The association between parents and children persisted across multiple types of CIDs. Children with a parent with diabetes mellitus, rheumatoid arthritis (RA), or celiac disease were more likely to have diabetes mellitus and celiac disease. Children of parents with diabetes mellitus or RA were more likely to have RA. Further, children with parents affected by Crohn disease or ulcerative colitis were at increased risk for both diseases. Celiac disease was highly heritable and appeared to vary depending on the sex of the child. Specifically, the relative risk of developing celiac disease was 23.3 (95% CI, 21.0-26.0) among girls with a parent with celiac disease and 14.9 (95% CI, 12.7-17.5) among boys with an affected parent with celiac disease. Overall, having a mother with a CID was associated with greater risk compared with having a father with a CID.
According these data, children of a parent affected by CID were more likely to develop a CID than children of unaffected parents. Although offspring were likely to develop the same CID as their parents, the study authors observed certain cross-disease patterns.
As study limitations, the study authors noted the potential risk for confounding factors. In particular, children with parents with CIDs may have been diagnosed early in life due to parental suspicion of the disease.
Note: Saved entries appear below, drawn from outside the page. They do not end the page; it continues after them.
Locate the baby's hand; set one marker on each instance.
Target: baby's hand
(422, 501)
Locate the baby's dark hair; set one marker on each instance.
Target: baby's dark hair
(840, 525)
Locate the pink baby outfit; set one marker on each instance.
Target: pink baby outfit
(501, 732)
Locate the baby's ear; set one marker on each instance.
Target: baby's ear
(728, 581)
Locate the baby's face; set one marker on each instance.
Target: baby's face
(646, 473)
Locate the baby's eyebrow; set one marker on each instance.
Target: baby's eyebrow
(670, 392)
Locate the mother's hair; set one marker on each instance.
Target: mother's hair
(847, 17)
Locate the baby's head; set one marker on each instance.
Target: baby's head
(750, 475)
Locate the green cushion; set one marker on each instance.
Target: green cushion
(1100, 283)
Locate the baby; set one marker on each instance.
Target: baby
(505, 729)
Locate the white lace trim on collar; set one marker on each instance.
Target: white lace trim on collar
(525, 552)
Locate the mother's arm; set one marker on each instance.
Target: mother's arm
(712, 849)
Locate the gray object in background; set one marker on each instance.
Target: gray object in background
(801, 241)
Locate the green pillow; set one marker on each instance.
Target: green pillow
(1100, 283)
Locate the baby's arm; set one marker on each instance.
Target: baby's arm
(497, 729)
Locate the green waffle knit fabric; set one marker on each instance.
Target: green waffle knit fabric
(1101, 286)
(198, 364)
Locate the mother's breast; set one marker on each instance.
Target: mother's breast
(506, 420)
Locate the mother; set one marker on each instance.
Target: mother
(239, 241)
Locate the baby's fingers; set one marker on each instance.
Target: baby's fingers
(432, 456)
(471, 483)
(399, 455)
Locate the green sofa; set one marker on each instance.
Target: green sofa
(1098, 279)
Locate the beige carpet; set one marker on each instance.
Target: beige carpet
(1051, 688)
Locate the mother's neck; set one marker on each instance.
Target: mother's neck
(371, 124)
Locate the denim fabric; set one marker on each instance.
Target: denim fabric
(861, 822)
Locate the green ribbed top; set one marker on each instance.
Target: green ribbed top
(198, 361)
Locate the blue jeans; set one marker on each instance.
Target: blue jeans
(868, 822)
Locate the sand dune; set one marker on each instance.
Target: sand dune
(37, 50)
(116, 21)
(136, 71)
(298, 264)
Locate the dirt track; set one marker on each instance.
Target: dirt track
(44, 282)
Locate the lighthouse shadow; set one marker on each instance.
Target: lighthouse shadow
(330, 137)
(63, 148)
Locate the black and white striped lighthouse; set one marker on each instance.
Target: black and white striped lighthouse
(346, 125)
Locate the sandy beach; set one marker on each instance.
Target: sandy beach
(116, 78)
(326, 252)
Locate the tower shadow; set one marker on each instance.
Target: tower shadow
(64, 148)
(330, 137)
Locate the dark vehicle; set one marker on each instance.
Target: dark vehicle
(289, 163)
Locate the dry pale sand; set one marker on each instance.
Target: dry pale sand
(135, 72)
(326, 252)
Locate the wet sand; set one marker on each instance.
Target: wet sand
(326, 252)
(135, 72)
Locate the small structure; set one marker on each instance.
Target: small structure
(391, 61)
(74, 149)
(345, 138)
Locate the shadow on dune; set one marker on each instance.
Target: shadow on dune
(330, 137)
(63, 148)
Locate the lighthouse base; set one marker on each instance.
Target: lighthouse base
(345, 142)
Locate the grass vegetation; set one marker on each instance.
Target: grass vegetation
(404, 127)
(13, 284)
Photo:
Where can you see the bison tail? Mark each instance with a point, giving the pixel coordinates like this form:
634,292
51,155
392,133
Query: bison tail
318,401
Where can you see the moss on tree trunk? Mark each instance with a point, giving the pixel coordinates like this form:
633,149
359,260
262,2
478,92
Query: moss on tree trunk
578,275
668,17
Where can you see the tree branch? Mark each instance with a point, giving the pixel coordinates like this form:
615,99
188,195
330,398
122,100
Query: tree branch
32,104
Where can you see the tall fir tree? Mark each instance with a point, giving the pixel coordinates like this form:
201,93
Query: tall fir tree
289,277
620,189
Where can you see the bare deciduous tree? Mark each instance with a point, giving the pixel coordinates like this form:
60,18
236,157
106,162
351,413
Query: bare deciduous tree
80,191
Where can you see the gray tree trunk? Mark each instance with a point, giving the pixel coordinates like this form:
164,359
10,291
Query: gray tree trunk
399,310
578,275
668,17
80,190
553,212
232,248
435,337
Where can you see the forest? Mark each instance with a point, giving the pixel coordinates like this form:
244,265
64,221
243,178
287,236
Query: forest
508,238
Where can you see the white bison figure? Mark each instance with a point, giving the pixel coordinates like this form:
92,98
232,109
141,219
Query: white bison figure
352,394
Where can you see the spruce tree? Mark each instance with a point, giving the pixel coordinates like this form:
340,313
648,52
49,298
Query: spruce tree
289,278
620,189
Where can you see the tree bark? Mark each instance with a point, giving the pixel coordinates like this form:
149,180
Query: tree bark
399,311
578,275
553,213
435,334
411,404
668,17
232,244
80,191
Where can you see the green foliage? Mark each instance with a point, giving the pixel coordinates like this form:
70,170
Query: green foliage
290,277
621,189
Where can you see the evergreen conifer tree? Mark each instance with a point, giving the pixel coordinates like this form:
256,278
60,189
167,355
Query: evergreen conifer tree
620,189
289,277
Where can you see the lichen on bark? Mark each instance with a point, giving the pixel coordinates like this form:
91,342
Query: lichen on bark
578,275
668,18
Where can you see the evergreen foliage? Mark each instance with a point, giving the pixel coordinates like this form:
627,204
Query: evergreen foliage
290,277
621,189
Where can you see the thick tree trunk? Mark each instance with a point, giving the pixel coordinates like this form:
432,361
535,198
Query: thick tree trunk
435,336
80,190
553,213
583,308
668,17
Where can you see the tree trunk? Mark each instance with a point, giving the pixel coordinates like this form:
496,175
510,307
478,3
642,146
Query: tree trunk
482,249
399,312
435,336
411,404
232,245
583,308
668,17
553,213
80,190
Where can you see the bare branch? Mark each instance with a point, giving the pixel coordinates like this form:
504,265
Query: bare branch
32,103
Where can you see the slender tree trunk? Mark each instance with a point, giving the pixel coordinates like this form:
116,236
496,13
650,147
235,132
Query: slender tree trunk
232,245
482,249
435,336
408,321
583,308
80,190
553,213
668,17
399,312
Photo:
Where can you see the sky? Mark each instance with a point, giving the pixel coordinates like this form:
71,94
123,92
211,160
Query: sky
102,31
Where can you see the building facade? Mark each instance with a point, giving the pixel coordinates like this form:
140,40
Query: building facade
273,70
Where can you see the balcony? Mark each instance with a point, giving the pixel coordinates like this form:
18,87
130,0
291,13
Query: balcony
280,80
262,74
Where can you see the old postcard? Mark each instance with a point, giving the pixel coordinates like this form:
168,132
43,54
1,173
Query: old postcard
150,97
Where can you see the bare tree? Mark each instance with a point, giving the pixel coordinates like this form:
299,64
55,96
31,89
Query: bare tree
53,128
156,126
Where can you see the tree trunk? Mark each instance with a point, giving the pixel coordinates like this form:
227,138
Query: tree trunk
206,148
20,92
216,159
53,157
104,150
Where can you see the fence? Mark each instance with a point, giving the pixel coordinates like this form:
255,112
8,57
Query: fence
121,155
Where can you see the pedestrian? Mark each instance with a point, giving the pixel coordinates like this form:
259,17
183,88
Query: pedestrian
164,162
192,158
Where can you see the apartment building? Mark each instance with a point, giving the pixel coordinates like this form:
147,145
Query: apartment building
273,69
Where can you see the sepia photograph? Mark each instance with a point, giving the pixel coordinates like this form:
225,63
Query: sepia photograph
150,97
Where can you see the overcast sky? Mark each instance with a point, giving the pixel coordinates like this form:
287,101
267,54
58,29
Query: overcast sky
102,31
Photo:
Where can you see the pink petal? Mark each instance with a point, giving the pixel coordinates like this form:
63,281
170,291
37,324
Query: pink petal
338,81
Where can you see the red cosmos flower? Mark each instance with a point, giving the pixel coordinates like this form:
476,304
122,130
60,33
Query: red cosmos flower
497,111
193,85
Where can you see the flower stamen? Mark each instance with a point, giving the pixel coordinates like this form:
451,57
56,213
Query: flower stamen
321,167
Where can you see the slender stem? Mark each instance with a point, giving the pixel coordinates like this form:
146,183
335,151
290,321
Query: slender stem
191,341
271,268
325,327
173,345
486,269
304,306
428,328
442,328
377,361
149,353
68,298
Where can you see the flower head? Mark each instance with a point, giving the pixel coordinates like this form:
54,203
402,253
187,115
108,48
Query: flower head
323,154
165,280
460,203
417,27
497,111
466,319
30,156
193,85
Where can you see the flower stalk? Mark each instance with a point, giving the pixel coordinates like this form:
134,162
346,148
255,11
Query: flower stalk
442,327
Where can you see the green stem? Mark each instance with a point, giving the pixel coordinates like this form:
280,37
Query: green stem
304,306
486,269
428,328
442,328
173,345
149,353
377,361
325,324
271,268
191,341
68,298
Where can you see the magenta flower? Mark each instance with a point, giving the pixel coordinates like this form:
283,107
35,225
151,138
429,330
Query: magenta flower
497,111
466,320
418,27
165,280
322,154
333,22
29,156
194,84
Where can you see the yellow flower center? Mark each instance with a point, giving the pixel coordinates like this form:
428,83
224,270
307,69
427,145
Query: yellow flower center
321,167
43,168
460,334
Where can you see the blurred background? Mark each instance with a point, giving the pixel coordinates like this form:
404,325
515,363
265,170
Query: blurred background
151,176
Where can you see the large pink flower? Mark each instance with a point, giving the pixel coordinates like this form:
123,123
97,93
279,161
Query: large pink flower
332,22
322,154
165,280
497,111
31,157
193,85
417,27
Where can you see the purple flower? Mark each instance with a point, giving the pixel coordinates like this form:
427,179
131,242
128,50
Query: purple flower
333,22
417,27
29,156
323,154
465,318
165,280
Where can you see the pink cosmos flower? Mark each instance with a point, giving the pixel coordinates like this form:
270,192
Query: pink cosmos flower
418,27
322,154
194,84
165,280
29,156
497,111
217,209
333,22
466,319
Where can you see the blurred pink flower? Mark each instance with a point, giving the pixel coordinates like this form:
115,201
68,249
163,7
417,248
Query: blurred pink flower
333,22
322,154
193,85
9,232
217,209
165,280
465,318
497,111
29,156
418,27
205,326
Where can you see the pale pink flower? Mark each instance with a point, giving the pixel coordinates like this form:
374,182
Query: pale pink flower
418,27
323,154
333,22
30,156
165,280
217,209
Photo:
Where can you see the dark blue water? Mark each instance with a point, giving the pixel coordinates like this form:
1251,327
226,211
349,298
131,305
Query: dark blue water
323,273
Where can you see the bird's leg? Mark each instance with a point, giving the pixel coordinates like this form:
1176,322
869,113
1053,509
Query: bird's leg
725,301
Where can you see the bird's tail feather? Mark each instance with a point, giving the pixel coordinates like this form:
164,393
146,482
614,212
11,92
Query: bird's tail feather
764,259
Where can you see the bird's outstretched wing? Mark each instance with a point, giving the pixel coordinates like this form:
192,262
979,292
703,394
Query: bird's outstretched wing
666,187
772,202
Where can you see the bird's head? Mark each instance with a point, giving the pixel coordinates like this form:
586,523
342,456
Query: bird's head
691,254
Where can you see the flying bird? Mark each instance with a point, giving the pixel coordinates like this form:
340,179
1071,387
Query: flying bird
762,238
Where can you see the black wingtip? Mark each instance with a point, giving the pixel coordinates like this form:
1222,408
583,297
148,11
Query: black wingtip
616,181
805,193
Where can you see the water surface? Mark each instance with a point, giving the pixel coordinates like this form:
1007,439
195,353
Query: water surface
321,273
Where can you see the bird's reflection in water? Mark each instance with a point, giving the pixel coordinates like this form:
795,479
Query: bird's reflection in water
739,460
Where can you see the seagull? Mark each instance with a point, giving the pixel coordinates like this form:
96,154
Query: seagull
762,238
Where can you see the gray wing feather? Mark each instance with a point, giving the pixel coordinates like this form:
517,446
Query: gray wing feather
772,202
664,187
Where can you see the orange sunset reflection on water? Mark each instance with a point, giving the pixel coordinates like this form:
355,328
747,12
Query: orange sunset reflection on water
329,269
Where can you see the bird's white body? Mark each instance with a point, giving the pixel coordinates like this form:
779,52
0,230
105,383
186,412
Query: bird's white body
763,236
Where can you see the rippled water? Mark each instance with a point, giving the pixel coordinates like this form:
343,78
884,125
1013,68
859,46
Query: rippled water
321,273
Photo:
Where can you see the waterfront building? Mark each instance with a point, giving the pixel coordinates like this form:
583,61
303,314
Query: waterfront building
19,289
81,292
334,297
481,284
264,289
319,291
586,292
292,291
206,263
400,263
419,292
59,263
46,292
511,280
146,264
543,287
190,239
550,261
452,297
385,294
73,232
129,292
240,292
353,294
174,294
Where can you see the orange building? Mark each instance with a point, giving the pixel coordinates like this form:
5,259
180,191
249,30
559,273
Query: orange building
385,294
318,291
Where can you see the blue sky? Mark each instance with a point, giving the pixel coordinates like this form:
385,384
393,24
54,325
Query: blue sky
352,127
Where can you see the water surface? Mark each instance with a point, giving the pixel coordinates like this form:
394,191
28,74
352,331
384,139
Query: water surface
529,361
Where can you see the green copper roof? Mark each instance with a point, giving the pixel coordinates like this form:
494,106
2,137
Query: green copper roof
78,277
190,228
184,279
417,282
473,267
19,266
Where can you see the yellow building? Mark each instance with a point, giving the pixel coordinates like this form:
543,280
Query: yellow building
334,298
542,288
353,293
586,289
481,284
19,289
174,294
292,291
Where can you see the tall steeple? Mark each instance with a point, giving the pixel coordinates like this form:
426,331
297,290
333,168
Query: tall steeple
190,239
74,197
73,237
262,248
“Future studies should explore the causal pathways underlying the disease risk conferred by a parents’ disease since this knowledge may support the development of prevention and [optimized] treatment strategies in CID,” the study authors concluded.
Reference
Andersen V, Pedersen AK, Möller S, Green A. Chronic inflammatory diseases – diabetes mellitus, rheumatoid arthritis, coeliac disease, Crohn’s disease, and ulcerative colitis among the offspring of affected parents: a Danish population-based registry study. Clin Epidemiol. 2021;13:13-20.